Song Cycle by Ralph Vaughan Williams (1872 - 1958)

1. Lovesight
 (Sung text)

Language: English 
When do I see thee most, beloved one?
When in the light the spirits of mine eyes
Before thy face, their altar, solemnize
The worship of that Love through thee made known?

Or when in the dusk hours, (we two alone)
Close-kissed and eloquent of still replies
Thy twilight-hidden glimmering visage lies,
And my soul only sees thy soul its own?

O love - my love! if I no more should see Thyself,
nor on the earth the shadow of thee,
Nor image of thine eyes in any spring,
How then should sound upon Life's darkening slope
The groundwhirl of the perished leaves of Hope
The wind of Death's imperishable wing?

Text Authorship:

  • by Dante Gabriel Rossetti (1828 - 1882), "Lovesight", appears in Poems, first published 1870

See other settings of this text.

Available translations, adaptations or excerpts, and transliterations (if applicable):

  • GER German (Deutsch) (Richard Flatter) , "Augen der Liebe", appears in Die Fähre, Englische Lyrik aus fünf Jahrhunderten, first published 1936
  • POL Polish (Polski) (Jan Kasprowicz) , "Kiedy cię widzieć najlepiej?", Warsaw, Księgarnia H. Antenberga, first published 1907

Researcher for this text: Emily Ezust [Administrator]

2. Silent noon
 (Sung text)

Language: English 
Your hands lie open in the long fresh grass, -
  The finger-points look through like rosy blooms:
  Your eyes smile peace. The pasture gleams and glooms
'Neath billowing skies that scatter and amass.

All round our nest, far as the eye can pass,
  Are golden kingcup fields with silver edge
  Where the cow-parsley skirts the hawthorn hedge.
'Tis visible silence, still as the hour glass.

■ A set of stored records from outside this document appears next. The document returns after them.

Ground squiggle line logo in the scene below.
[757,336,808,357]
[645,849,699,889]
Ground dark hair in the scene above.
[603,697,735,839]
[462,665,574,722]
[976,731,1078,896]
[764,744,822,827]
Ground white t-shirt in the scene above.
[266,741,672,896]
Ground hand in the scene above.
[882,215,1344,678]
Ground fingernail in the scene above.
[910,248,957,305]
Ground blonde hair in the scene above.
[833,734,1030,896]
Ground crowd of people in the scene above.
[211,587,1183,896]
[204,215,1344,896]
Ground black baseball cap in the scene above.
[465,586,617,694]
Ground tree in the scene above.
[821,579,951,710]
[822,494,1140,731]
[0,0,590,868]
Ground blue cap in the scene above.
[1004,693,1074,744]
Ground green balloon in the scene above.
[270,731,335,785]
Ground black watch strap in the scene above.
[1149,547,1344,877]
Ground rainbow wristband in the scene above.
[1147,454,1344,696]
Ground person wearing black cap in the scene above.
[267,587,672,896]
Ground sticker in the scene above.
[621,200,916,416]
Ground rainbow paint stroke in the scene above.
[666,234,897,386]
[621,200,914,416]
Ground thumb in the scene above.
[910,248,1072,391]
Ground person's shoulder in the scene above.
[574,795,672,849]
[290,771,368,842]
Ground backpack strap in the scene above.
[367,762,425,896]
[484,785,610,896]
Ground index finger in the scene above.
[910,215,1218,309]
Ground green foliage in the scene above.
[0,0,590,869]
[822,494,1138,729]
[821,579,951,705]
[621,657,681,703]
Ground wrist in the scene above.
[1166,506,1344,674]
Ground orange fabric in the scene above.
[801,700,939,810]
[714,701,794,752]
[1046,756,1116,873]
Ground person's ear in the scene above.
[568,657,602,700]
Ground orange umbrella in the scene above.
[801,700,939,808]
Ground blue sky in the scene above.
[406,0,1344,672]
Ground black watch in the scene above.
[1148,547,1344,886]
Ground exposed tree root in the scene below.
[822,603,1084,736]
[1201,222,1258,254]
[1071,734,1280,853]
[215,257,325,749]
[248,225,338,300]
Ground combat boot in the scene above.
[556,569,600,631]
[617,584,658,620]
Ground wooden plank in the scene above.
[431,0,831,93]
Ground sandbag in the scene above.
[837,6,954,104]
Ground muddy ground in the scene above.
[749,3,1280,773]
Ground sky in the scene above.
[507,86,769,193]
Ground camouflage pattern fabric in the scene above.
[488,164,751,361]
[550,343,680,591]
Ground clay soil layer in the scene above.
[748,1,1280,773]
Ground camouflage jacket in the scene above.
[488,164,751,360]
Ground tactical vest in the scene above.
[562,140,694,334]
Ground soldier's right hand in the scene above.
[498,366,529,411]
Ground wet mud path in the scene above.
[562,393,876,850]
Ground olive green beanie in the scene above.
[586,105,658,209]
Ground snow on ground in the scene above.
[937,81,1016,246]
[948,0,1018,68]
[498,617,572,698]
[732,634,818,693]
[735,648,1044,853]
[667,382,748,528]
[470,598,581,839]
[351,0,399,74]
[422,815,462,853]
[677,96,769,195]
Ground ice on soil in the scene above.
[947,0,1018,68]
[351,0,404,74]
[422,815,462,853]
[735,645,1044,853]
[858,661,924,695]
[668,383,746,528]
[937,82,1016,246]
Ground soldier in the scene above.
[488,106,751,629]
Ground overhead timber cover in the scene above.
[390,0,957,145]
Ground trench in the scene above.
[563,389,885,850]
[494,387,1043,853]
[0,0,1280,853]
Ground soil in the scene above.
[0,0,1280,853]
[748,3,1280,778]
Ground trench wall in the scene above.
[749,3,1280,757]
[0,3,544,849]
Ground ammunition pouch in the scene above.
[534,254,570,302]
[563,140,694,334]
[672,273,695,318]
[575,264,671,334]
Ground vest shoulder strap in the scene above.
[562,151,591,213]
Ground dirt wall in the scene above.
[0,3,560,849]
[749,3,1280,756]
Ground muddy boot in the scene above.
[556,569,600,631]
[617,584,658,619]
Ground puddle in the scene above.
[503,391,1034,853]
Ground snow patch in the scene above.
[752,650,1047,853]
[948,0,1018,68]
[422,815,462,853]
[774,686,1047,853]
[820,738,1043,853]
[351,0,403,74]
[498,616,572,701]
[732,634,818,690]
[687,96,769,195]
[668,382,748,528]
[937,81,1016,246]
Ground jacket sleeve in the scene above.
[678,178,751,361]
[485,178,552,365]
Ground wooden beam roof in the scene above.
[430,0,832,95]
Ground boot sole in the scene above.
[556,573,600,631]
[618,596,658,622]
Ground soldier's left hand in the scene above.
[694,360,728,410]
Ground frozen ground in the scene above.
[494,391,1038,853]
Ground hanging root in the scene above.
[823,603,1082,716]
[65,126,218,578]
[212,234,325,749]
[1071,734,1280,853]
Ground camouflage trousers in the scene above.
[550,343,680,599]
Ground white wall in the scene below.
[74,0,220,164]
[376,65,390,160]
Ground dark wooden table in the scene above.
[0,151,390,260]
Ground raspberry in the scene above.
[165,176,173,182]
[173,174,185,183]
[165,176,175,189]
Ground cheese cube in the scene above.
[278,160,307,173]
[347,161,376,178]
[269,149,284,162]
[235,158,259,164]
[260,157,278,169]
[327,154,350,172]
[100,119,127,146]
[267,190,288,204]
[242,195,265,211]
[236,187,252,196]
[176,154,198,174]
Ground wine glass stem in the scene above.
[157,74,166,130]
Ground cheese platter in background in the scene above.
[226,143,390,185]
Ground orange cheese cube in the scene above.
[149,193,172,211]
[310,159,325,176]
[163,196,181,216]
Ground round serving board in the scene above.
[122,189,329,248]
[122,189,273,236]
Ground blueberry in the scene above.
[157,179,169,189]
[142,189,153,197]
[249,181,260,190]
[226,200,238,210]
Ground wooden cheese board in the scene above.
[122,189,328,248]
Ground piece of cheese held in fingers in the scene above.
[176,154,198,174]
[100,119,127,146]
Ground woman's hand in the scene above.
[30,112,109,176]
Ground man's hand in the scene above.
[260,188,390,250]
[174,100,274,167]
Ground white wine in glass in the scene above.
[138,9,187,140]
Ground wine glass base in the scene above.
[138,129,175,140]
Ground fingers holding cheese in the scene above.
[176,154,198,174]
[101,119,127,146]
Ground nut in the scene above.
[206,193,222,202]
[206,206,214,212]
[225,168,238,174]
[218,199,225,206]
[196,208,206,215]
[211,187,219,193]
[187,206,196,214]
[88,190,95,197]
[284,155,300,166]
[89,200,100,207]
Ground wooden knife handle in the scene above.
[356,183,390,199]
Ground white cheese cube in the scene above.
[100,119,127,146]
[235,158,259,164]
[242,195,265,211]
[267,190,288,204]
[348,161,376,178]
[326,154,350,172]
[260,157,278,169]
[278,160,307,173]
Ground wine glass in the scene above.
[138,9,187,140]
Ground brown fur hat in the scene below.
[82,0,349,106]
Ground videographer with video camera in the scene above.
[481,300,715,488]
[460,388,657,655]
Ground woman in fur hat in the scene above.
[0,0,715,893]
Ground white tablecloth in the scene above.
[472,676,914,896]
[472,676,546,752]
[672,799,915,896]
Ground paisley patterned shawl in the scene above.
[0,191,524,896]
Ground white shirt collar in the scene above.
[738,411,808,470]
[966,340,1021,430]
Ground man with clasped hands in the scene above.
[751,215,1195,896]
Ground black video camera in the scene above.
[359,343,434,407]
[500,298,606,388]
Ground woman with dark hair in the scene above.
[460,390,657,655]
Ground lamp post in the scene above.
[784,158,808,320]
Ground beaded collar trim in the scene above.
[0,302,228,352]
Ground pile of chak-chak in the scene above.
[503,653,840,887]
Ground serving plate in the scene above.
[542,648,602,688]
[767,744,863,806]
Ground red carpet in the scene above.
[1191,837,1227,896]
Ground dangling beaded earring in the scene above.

Deep in the sunsearched growths the dragon-fly
Hangs like a blue thread loosened from the sky: -
  So this winged hour is dropt to us from above.
Oh! clasp we to our hearts, for deathless dower,
This close-companioned inarticulate hour
  When twofold silence was the song of love.

Text Authorship:

  • by Dante Gabriel Rossetti (1828 - 1882), "Silent noon", appears in Ballads and Sonnets, first published 1881

See other settings of this text.

Available translations, adaptations or excerpts, and transliterations (if applicable):

  • CAT Catalan (Català) (Sílvia Pujalte Piñán) , "Migdia silenciós", copyright © 2013, (re)printed on this website with kind permission
  • FRE French (Français) (Tim Palmer) , copyright © 2017, (re)printed on this website with kind permission
  • GER German (Deutsch) (Richard Flatter) , "Schweigender Mittag", appears in Die Fähre, Englische Lyrik aus fünf Jahrhunderten, first published 1936
  • GER German (Deutsch) (Sylvia Bendel Larcher) , copyright © 2021, (re)printed on this website with kind permission
  • POL Polish (Polski) (Jan Kasprowicz) , "Cisza południa", Warsaw, Księgarnia H. Antenberga, first published 1907
  • SPA Spanish (Español) (Mercedes Vivas) , copyright © 2011, (re)printed on this website with kind permission

Researcher for this text: Emily Ezust [Administrator]

3. Love's minstrels
 (Sung text)

Language: English 
One flame-winged brought a white-winged harp-player
Even where my lady and I lay all alone;
Saying: "Behold this minstrel is unknown;
Bid him depart, for I am minstrel here:
Only my songs are to love's dear ones dear."
Then said I "Through thine hautboy's rapturous tone
Unto my lady still this harp makes moan,
And still she deems the cadence deep and clear."
Then said my lady: "Thou art passion of Love,
And this Love's worship: both he plights to me.
Thy mastering music walks the sunlit sea:
But where wan water trembles in the grove,
And the wan moon is all the light thereof,
This harp still makes my name its voluntary."

Text Authorship:

  • by Dante Gabriel Rossetti (1828 - 1882), "Passion and worship", appears in Poems, first published 1870

Go to the general single-text view

Researcher for this text: Emily Ezust [Administrator]

4. Heart's haven
 (Sung text)

Language: English 
Sometimes she is a child within mine arms,
  Cow'ring beneath dark wings that love must chase,
  With still tears show'ring and averted face,
Inexplicably filled with faint alarms:
And oft from mine own spirit's hurtling harms
  I crave the refuge of her deep embrace, --
  Against all ills the fortified strong place
And sweet reserve of sov'reign counter-charms.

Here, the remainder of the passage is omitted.